By NHI Mgmt Group Editorial TeamPublished 2026-04-23Domain: Agentic AI & NHIsSource: Aembit

TL;DR: Enterprises are starting to give every employee AI assistants broad access to email, calendars, documents, and internal systems, but those agents often lack a distinct identity, policy enforcement, and auditable separation from the user, according to Aembit. The governance model built for human workers does not yet fit agentic access that spans the full digital work life.


At a glance

What this is: This is an analysis of employee-facing AI assistants and the identity controls they require, with the key finding that current human-centric access models do not separate agent actions from user actions.

Why it matters: It matters because IAM, NHI, PAM, and governance teams now have to decide how to authenticate, authorise, and audit AI agents that operate across human workflows, shared data, and internal systems.

By the numbers:

👉 Read Aembit's case study on securing Claude for employee AI assistants


Context

AI agent identity refers to how a non-human actor is identified, authorised, and audited when it performs work on behalf of a person. In this case, the problem is not whether employees should use personal assistants, but whether those assistants can be governed as separate actors across email, calendar, documents, and internal applications. The primary keyword here is AI agent identity.

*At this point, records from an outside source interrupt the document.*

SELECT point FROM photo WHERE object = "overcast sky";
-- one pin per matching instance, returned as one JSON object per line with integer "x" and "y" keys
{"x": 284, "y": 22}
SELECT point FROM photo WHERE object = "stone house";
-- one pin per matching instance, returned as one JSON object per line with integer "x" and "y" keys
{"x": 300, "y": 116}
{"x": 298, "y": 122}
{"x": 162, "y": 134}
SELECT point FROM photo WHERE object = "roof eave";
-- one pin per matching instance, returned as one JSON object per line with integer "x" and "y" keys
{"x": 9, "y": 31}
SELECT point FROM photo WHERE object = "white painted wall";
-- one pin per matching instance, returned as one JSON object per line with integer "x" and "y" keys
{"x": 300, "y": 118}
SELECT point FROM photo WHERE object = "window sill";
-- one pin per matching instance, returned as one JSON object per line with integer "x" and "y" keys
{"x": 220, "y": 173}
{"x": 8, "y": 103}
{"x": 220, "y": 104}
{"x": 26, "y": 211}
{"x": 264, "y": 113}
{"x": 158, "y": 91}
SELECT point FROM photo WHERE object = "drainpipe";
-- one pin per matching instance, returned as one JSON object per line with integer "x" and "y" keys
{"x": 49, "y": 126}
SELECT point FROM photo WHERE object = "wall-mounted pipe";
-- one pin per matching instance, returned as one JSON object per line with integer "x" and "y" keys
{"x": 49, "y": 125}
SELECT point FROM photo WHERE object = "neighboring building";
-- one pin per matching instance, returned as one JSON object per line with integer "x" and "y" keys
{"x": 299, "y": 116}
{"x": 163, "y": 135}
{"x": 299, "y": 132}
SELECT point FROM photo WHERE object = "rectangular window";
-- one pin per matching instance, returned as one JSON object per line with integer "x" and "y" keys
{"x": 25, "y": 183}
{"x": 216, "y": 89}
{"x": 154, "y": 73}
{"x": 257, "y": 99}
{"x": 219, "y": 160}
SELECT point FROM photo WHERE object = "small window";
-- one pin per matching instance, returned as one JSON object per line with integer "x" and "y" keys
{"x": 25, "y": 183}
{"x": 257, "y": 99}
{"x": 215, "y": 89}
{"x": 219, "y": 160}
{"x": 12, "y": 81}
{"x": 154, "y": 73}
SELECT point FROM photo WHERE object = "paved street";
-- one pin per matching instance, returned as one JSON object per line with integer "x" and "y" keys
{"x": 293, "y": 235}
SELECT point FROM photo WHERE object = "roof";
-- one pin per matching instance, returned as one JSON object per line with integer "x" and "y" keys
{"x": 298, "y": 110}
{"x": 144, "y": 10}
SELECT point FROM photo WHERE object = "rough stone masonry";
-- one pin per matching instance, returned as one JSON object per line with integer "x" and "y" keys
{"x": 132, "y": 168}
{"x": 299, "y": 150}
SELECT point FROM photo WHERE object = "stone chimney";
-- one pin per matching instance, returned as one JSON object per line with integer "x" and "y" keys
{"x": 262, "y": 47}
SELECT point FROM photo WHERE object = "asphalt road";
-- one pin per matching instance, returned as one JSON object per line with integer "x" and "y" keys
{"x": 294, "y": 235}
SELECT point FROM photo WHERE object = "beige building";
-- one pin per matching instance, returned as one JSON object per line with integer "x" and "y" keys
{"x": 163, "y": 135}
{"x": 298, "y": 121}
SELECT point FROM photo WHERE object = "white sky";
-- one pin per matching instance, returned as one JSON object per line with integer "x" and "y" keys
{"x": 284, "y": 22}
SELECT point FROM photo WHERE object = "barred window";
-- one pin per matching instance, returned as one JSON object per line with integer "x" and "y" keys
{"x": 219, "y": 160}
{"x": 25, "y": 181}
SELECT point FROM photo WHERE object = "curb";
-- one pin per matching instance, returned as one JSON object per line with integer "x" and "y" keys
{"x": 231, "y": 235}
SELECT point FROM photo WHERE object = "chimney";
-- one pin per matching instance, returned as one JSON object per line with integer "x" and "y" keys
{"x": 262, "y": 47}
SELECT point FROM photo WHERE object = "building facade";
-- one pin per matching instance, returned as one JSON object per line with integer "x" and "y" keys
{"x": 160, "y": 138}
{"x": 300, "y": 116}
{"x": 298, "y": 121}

Most enterprises still treat the assistant as an extension of the human user, which collapses the distinction between user intent and agent action. That works only until the assistant can move through Microsoft 365, internal systems, and data repositories with enough breadth that the organisation can no longer explain who did what, when, and under which policy.

That is a typical starting position for early agent deployments: enthusiasm first, identity design later. The article shows why that order creates avoidable governance debt.


Key questions

Q: How should security teams govern personal AI assistants that act on behalf of employees?

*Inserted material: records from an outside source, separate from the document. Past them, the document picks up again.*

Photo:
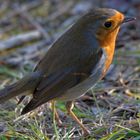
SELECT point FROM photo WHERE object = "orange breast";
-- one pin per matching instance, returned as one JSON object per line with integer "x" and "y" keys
{"x": 108, "y": 44}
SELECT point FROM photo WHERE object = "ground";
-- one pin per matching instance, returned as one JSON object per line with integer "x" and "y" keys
{"x": 111, "y": 110}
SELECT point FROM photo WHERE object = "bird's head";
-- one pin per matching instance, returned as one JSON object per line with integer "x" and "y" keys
{"x": 104, "y": 24}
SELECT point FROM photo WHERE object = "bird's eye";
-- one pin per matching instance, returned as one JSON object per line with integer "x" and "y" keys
{"x": 108, "y": 24}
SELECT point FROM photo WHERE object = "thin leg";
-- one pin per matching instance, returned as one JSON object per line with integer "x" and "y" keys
{"x": 56, "y": 114}
{"x": 69, "y": 107}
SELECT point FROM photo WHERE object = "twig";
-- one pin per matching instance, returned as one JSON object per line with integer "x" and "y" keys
{"x": 19, "y": 39}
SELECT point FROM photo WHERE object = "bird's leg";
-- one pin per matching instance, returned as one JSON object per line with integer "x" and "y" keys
{"x": 69, "y": 107}
{"x": 59, "y": 122}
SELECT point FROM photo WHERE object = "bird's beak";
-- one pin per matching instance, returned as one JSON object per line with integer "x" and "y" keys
{"x": 128, "y": 19}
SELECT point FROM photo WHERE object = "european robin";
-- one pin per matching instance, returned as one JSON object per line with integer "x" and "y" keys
{"x": 74, "y": 64}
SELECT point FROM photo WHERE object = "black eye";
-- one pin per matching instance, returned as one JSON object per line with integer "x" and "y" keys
{"x": 108, "y": 24}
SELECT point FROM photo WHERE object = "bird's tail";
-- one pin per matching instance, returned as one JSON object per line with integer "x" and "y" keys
{"x": 27, "y": 83}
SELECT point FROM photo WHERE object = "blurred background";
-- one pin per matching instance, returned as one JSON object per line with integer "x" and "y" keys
{"x": 111, "y": 110}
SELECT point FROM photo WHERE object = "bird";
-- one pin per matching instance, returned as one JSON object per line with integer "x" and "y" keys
{"x": 73, "y": 65}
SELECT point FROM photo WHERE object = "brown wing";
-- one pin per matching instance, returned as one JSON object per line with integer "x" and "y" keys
{"x": 54, "y": 86}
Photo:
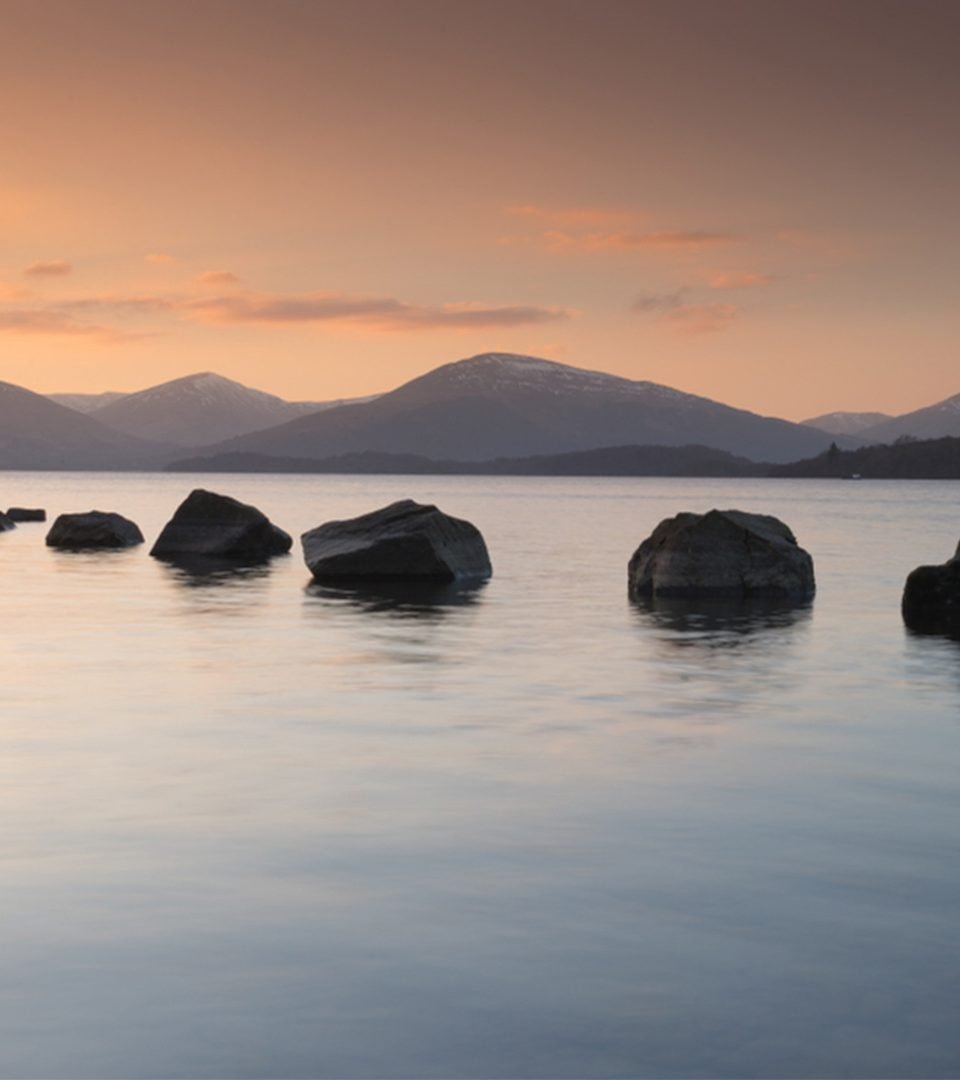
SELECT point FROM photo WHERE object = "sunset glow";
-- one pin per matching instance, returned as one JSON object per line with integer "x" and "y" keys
{"x": 749, "y": 201}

A: Treat each assistant as a distinct non-human actor with its own identity, policy scope, and audit trail. Human delegation alone is not enough when the assistant can move across email, documents, calendars, and internal systems. Governance should bind the sponsor, the executor, and the target resource so access reviews and investigations can separate request from action.

Q: Why do AI agents complicate existing IAM and access review processes?

A: Because traditional IAM assumes the authenticated subject is also the actor whose access is being reviewed. AI agents break that assumption when they execute tasks on behalf of a person, sometimes across multiple systems in one workflow. Review cycles must therefore evaluate what the agent can do, what it actually did, and whether the current scope still matches the task.

Q: What breaks when an AI assistant uses the same identity as the employee?

A: Attribution breaks first, then policy enforcement and investigation quality. If the assistant and employee share one identity, security teams cannot tell whether an email was drafted, a file was moved, or a system was queried by the human or by the agent. That makes accountability incomplete and weakens incident response.

Q: Who is accountable when an employee-facing AI agent makes a risky action?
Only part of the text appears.